Manual wind turbine inspections have been slow and arduous tasks. Qualified inspectors must climb the structure and carefully view every side of every blade to detect damage or structural issues. Some inspectors used handheld devices and cell phones to photograph suspicious sights for documentation. Inspection of a single field could take many months of person-hours. Commercial drone courses enable operators to work with varying types navigation software, and they can compete an inspection in a fraction of the time required for manual effort. Owners can sponsor drone training specific to their needs.
Drones may transform the Operations and Maintenance sector of the wind turbine industry. Even as wind turbines grow in popularity as renewable energy solutions, the difficulty of maintaining them can limit the locations and usefulness of this beneficial energy technology. Cameras with advanced optics can find defects and flaws with detail beyond the human eye alone. Drones solve the problems of increased maintenance, access to remote and difficult areas, and offshore maintenance and inspections. Commercial drone courses can equip energy producers with staff capability to pilot drones and retrieve precise measures and data.
Energy producers try to locate turbines in areas that meet standards for winds but also in areas where turbines represent a high use of the land. Power companies use easements along existing properties but also locate them in sparsely populated areas, and offshore. Remote and offshore locations often have difficult access and exposure to harsh weather conditions. Drones can operate in harsh weather conditions and are especially well adapted for offshore inspections.
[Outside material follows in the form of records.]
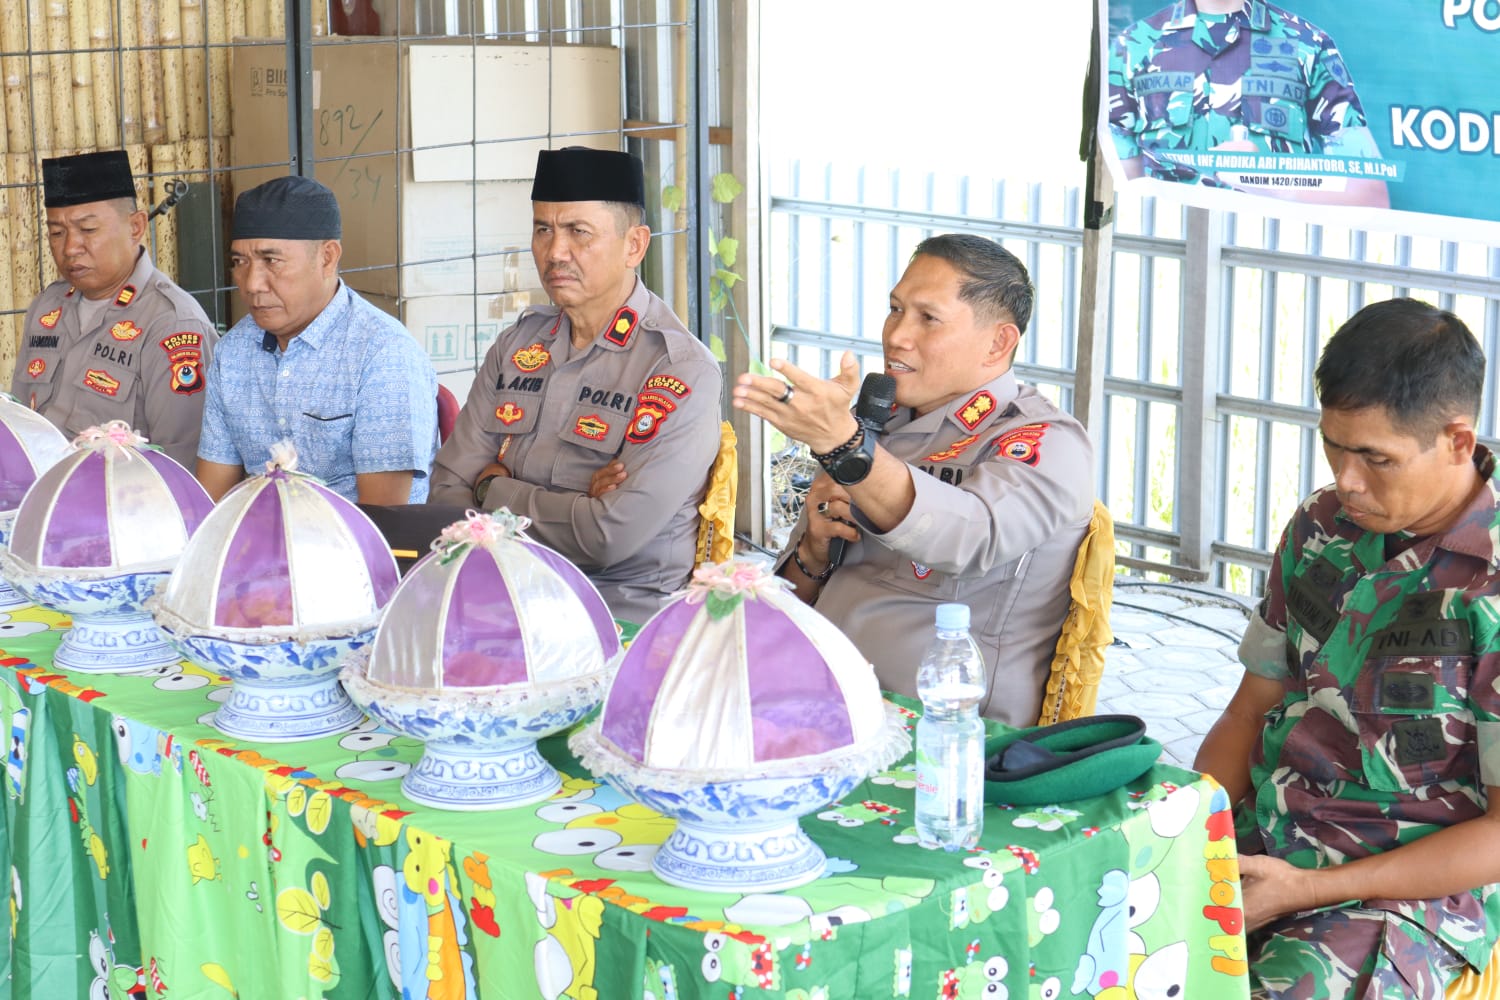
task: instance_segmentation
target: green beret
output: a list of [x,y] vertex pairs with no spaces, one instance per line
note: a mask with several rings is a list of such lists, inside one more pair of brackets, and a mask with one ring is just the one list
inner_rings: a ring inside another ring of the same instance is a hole
[[985,741],[984,798],[1013,806],[1089,799],[1139,778],[1160,756],[1133,715],[1013,729]]

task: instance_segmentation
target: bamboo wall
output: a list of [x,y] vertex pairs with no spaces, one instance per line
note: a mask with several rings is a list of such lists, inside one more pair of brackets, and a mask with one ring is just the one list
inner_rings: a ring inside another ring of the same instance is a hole
[[[143,208],[174,178],[228,197],[229,42],[282,37],[282,0],[0,0],[0,385],[24,314],[57,269],[47,249],[41,161],[124,148]],[[326,3],[313,34],[327,33]],[[157,267],[177,276],[177,219],[152,223]],[[7,315],[9,314],[9,315]]]

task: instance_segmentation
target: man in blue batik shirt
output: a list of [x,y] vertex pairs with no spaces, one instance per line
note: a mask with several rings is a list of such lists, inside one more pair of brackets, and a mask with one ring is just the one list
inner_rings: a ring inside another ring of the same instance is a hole
[[437,450],[437,376],[400,323],[339,280],[333,192],[278,177],[240,195],[229,264],[249,315],[208,369],[198,481],[218,500],[271,445],[364,504],[421,503]]

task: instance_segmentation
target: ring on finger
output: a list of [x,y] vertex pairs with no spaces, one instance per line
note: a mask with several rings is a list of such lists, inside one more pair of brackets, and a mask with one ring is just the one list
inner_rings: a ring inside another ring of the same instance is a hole
[[825,517],[828,515],[828,501],[827,500],[823,500],[823,501],[820,501],[818,503],[818,513],[824,515]]
[[781,394],[781,398],[778,399],[777,402],[778,403],[790,403],[792,401],[792,397],[795,396],[796,394],[797,394],[797,390],[794,389],[794,388],[792,388],[792,383],[788,382],[786,384],[786,391]]

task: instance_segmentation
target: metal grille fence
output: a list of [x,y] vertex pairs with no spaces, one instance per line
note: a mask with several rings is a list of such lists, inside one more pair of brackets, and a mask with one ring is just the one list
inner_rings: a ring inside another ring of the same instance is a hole
[[[1025,261],[1037,287],[1017,373],[1071,405],[1078,188],[800,161],[775,165],[767,188],[774,355],[825,375],[846,348],[878,364],[886,295],[911,248],[933,233],[974,232]],[[1190,265],[1212,276],[1208,294],[1187,287]],[[1495,248],[1127,195],[1116,205],[1109,272],[1095,439],[1118,562],[1239,593],[1259,592],[1297,501],[1329,479],[1312,370],[1349,315],[1383,298],[1423,298],[1458,314],[1486,356],[1500,358]],[[1479,429],[1493,443],[1493,389]],[[1207,558],[1184,538],[1205,539]]]

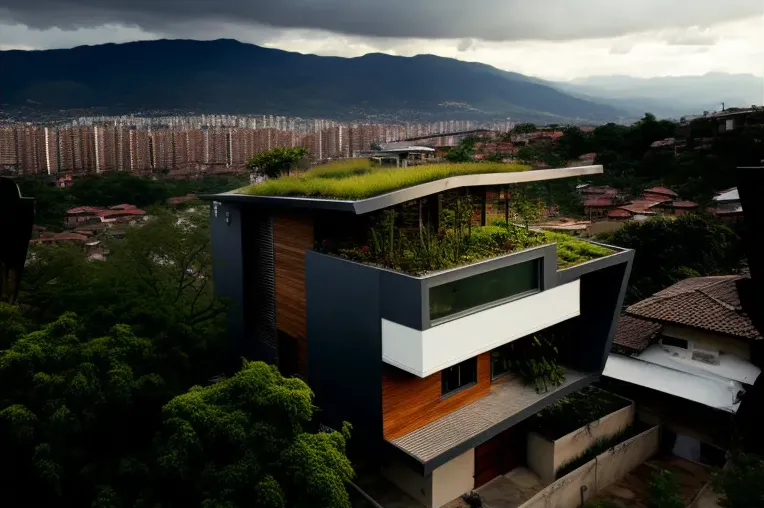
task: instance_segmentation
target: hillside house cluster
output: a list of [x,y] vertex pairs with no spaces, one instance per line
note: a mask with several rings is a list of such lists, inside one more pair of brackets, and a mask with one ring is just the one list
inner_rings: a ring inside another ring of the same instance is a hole
[[638,198],[608,186],[579,185],[584,215],[596,220],[644,220],[654,215],[682,215],[699,210],[693,201],[682,200],[668,187],[650,187]]

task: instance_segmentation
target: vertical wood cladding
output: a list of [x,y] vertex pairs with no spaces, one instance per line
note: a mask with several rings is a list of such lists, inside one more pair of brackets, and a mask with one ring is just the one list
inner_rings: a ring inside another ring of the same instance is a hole
[[297,342],[298,373],[308,373],[305,313],[305,251],[313,248],[313,218],[302,214],[273,217],[276,328]]
[[477,361],[477,383],[451,396],[441,396],[440,372],[419,378],[385,365],[382,374],[382,425],[385,439],[396,439],[488,395],[491,354]]

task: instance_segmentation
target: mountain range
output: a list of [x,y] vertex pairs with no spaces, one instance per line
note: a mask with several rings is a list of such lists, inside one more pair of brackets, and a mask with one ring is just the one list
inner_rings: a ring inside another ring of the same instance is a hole
[[0,69],[0,109],[6,110],[340,120],[628,121],[646,111],[694,114],[721,101],[750,105],[762,86],[755,76],[724,74],[556,83],[433,55],[326,57],[229,39],[0,51]]
[[620,109],[659,116],[699,114],[727,107],[764,104],[764,78],[753,74],[710,72],[702,76],[592,76],[552,83],[579,98],[611,104]]
[[494,67],[432,55],[304,55],[234,40],[0,52],[0,100],[41,110],[188,110],[407,120],[599,122],[625,116]]

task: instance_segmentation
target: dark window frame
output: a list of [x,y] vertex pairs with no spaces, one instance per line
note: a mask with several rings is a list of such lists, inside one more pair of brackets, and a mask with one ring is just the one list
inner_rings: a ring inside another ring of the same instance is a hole
[[[504,270],[517,269],[518,267],[529,265],[529,264],[530,265],[534,265],[534,268],[535,268],[535,285],[536,285],[535,288],[532,288],[532,289],[529,289],[529,290],[526,290],[526,291],[521,291],[521,292],[518,292],[518,293],[513,293],[513,294],[507,295],[505,297],[498,298],[496,300],[491,300],[491,301],[488,301],[488,302],[485,302],[485,303],[474,305],[472,307],[467,307],[467,308],[464,308],[462,310],[458,310],[458,311],[450,313],[450,314],[441,315],[439,317],[433,317],[433,312],[432,312],[433,290],[435,290],[437,292],[439,288],[443,288],[445,286],[453,286],[453,285],[457,285],[459,283],[465,283],[467,281],[473,281],[474,282],[474,280],[476,278],[490,276],[491,274],[493,274],[495,276],[496,272],[504,271]],[[534,258],[534,259],[531,259],[531,260],[528,260],[528,261],[523,261],[521,263],[516,263],[516,264],[513,264],[513,265],[497,268],[495,270],[490,270],[488,272],[483,272],[483,273],[479,273],[479,274],[476,274],[476,275],[472,275],[470,277],[464,277],[464,278],[461,278],[461,279],[458,279],[458,280],[446,282],[444,284],[438,284],[436,286],[430,286],[428,288],[428,290],[427,290],[427,297],[428,297],[427,312],[428,312],[428,317],[430,319],[430,324],[432,326],[443,324],[443,323],[446,323],[448,321],[452,321],[454,319],[459,319],[459,318],[462,318],[464,316],[468,316],[470,314],[475,314],[477,312],[481,312],[481,311],[484,311],[484,310],[487,310],[487,309],[491,309],[493,307],[498,307],[499,305],[503,305],[505,303],[509,303],[509,302],[514,301],[514,300],[519,300],[521,298],[526,298],[528,296],[540,293],[542,291],[542,287],[543,287],[543,284],[544,284],[544,282],[543,282],[543,273],[544,273],[544,259],[543,258]]]
[[[462,372],[462,367],[469,366],[471,368],[471,372]],[[456,375],[459,378],[457,380],[457,385],[454,388],[450,388],[447,385],[446,376],[449,376],[454,373],[453,369],[456,370]],[[462,380],[461,377],[465,376],[465,379]],[[477,365],[477,356],[473,356],[472,358],[469,358],[467,360],[464,360],[463,362],[459,362],[456,365],[452,365],[451,367],[446,367],[445,369],[440,371],[440,396],[441,398],[450,397],[456,393],[459,393],[463,390],[467,390],[475,385],[477,385],[478,382],[478,365]],[[450,388],[450,390],[446,391],[447,388]]]

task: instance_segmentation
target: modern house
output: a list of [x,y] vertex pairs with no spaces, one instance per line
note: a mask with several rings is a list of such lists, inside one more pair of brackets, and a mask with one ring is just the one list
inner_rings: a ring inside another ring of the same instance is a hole
[[525,461],[514,427],[599,379],[634,255],[507,220],[509,186],[602,166],[471,167],[388,169],[406,184],[359,198],[332,194],[335,174],[207,197],[235,353],[306,379],[321,423],[352,423],[354,449],[427,507]]

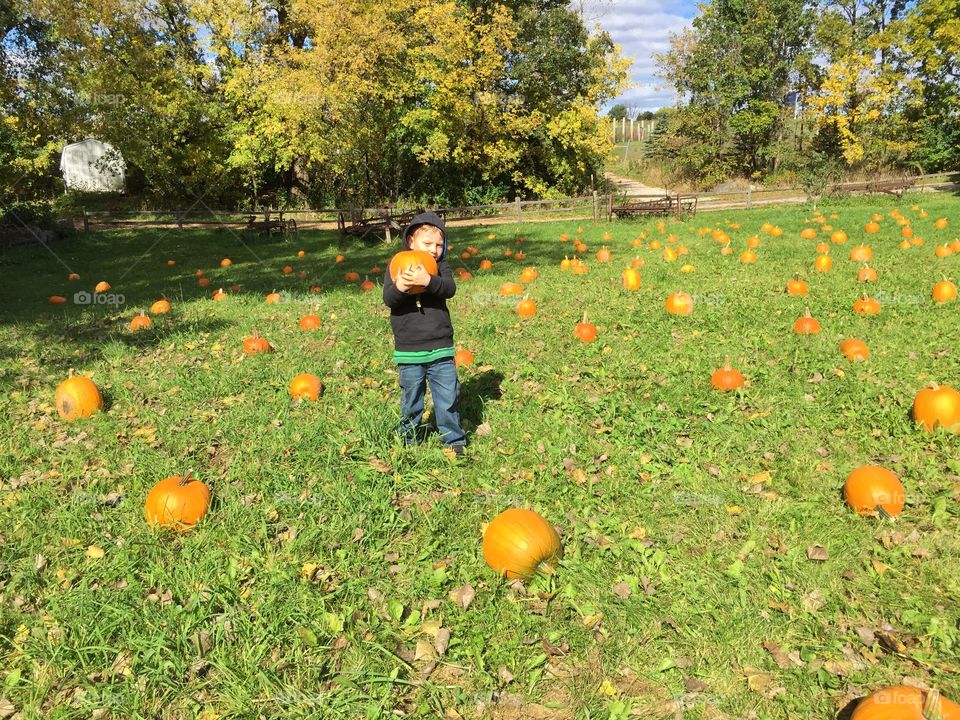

Drones offer flexibility for connecting to computer systems and networks. Owners can choose among their favored digital information management systems and input data from drones for analysis. The wide range of compatibility with platforms and systems make drones useful for nearly every wind energy system.
Drones work well as camera platforms that operators can control with precision from local or remote locations. Emerging technological innovation can combine drone platforms with Artificial Intelligence codes and Augmented Reality software. AI innovations have already reduced the tedium for pilots so that the pilots observe and oversee many routine functions. The limited autonomy lowers operator demands and pilot fatigue. Pilots can spend more time on the mission goals.